“No, man. I’m unemployed again. I have no excuse. I don’t know what to say.”
I like that about Eddie. He can be real and honest. Most of my friends are honest. It’s a trait I look for in friends. If you’re dishonest, then beat it. Who needs you, right?
* * *
Anyway, Eddie is growing a goatee and I see a tattoo hiding under his short sleeve. I wonder about both, especially the tattoo. I try to grasp its meaning: two vertical lines topped with a horizontal one, kind of like a capitol T but the two lines make it plain it is a symbol of some sort. The horizontal top is curved a little. Maybe it’s his mane in Chinese or Sanskrit or who the hell knows. I figure Eddie is going through some kind of midlife crisis with the tat and goatee.
“You don’t have to say anything.”
“Look, I’m and asshole. I’m the worst fucking friend.”
“No,” I say. He doesn’t need to be down on himself. His reaction is normal, after all. I didn’t expect anymore, or any less. “You’re not an asshole.”
Numi makes the smallest movement of his head to indicate that he disagrees with me. I ignore Numi.
Eddie doesn’t notice. He says, “A friend of mine, a good friend of mine is…”
“Dying,” I say.
“Yeah, that. And I don’t even have the balls to see him.”
“You have little balls,” I say. It is part of our humor. My balls are big, his balls are small, and vice versa. Har, har. It’s what guys do. Simple creatures we are.

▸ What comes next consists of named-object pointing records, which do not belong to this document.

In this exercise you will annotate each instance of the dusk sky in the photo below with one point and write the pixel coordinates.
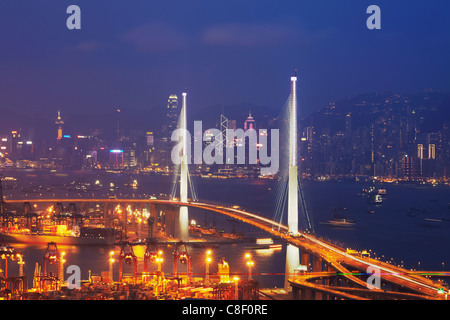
(136, 53)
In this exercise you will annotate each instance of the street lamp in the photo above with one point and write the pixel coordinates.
(208, 261)
(159, 260)
(236, 288)
(61, 265)
(20, 263)
(111, 261)
(250, 264)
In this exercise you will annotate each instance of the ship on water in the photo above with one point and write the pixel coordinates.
(63, 227)
(60, 234)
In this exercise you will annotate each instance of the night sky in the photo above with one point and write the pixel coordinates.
(136, 53)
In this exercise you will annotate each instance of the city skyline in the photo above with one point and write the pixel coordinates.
(238, 150)
(125, 56)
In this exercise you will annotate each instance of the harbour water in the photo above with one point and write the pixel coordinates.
(389, 231)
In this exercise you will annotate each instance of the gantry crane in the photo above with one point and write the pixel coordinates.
(181, 254)
(127, 255)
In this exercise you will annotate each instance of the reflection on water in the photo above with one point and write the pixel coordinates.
(387, 230)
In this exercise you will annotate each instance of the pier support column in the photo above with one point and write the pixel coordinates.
(292, 262)
(305, 259)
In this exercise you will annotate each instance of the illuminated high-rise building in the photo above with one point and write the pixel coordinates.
(59, 126)
(431, 151)
(172, 113)
(249, 123)
(168, 126)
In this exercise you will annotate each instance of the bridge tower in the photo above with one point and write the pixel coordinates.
(184, 216)
(292, 252)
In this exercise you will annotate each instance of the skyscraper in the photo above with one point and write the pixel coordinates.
(249, 123)
(172, 113)
(59, 125)
(168, 126)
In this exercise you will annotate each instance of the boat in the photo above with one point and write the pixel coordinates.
(340, 221)
(376, 199)
(60, 235)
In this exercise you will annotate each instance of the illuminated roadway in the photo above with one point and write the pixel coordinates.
(336, 257)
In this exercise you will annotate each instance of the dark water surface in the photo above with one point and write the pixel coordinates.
(420, 241)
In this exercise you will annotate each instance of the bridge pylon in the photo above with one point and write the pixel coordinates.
(292, 252)
(183, 222)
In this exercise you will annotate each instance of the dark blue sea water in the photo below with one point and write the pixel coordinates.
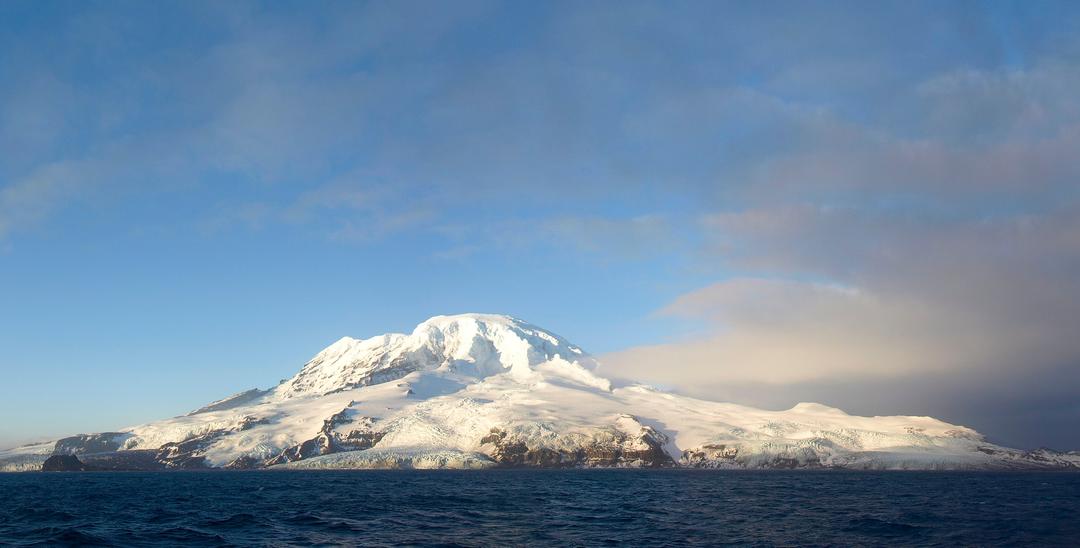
(540, 507)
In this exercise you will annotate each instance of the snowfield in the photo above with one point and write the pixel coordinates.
(484, 390)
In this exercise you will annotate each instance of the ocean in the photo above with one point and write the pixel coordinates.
(540, 508)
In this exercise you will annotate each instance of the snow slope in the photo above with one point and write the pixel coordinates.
(481, 390)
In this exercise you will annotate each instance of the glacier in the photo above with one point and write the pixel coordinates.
(475, 391)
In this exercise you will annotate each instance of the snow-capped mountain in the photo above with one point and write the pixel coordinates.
(484, 390)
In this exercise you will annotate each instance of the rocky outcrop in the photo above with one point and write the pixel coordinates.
(331, 439)
(190, 452)
(606, 448)
(63, 464)
(90, 443)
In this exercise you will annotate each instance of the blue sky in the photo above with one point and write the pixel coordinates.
(194, 198)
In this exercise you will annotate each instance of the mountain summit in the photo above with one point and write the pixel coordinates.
(482, 390)
(471, 345)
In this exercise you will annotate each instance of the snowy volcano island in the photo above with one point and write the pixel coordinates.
(483, 390)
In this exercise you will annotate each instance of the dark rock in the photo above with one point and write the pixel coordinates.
(89, 443)
(611, 448)
(63, 464)
(328, 440)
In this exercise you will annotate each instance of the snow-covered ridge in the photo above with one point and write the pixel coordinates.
(483, 390)
(470, 345)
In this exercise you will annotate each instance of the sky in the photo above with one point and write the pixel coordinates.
(875, 205)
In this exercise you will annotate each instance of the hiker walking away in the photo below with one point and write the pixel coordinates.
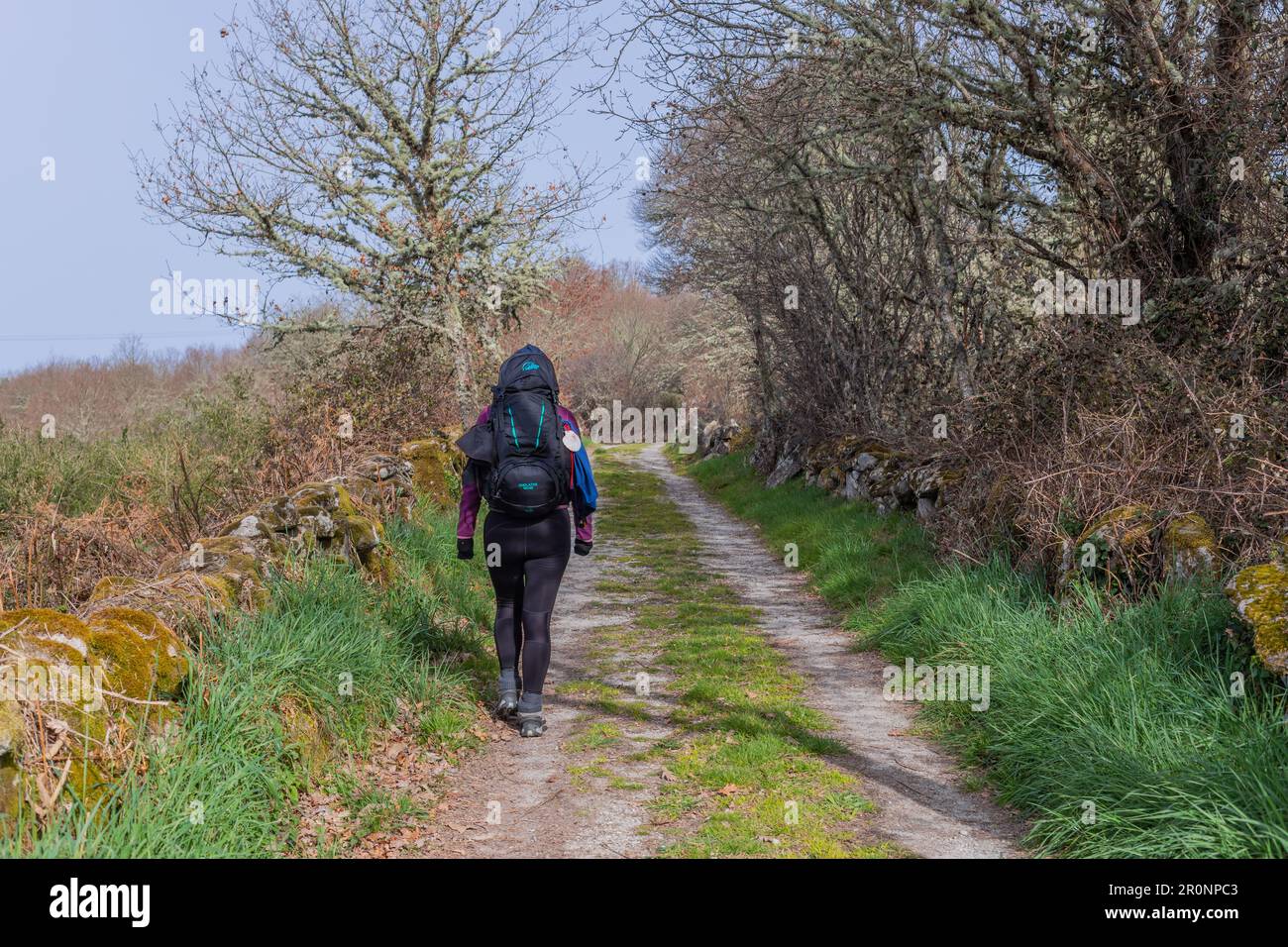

But Eddie isn’t up to my playful ribbing. I’m barely up to it myself. That joke took a lot of energy. He says, “How… how did this happen?”
“How did I get AIDS?”
He nods and shrugs a little. Even mentioning the word makes him clearly uncomfortable. More so, I see that he’s embarrassed that others might have overheard us. Numi misses nothing. He sees Eddie’s embarrassment and frowns even more.
“I had a steady girl,” I say. “She had it and didn’t know it. A few weeks into our relationship, the condom came off and never went back on. We saw each other on and off for a few months. Months that were filled with lots of sex. She had some random blood work done and the results came back. She had it, and now I have it, too.”
Eddie turns a little pale. I avoid using the word “AIDS” for his benefit. He says, “But I thought, you know, guys didn’t really get it from girls.”
“Not common, certainly, but there are times when it’s not safe to have sex with a woman.”
He nods. “Her period.”
I nod. “Bingo.”
“Jesus.”
“It happens,” I say. “It’s in the blood. I must have been chafed at the time. Like I said, too much sex.”
“But I thought AIDS was, you know, treatable these days. You know, Magic Johnson and all.”
“Sure,” I say. “Except when it’s not.”
“I don’t understand.”
“Neither do the doctors. Not really. It’s called AIDS-related cancer, and the connection is not completely understood, but the link probably depends on a weakened immune system. Had I just had AIDS, I would probably beat it. My AIDS was the prelude to my cancer.”
“And having AIDS…”
“There’s no fighting the cancer,” I say. “Although we tried.”
Months of radiation had proved fruitless. It had only proven to weaken me more.
“I’m sorry,” says Eddie.
“I’m sorry, too.”
We’re both silent. Numi’s silent, too, but he doesn’t count. He’s usually silent, especially when Eddie’s around. Numi, I think, was glad that Eddie disappeared. Showed his true colors, as Numi tells me. I watch a small, fat bird nibble on some fattening crumbs.
“Do you still see her?” Eddie asks me.
“The girl who gave me HIV?”
“Yes.”
I shake my head. “She lives with her family in Montana. Last I heard, she’s living a fairly normal life, just with HIV.”
What I don’t tell Eddie is that she doesn’t talk to me, which I find hard to believe. She’s ruined me, but I’m not worthy of a phone call?
She didn’t ruin you, asshole.
I know this. I have to take ownership of this. It’s one of the hardest things I’ve ever had to do: taking responsibility for my AIDS. A hundred times a day, I’d wish I’d never met her, I’d wish I’d never pressed her for sex, I’d wish I’d never developed a relationship with her, I’d wish the condoms had stayed on, I’d wish I hadn’t been so reckless.
I’d wished for a lot of things. Now I wish for nothing.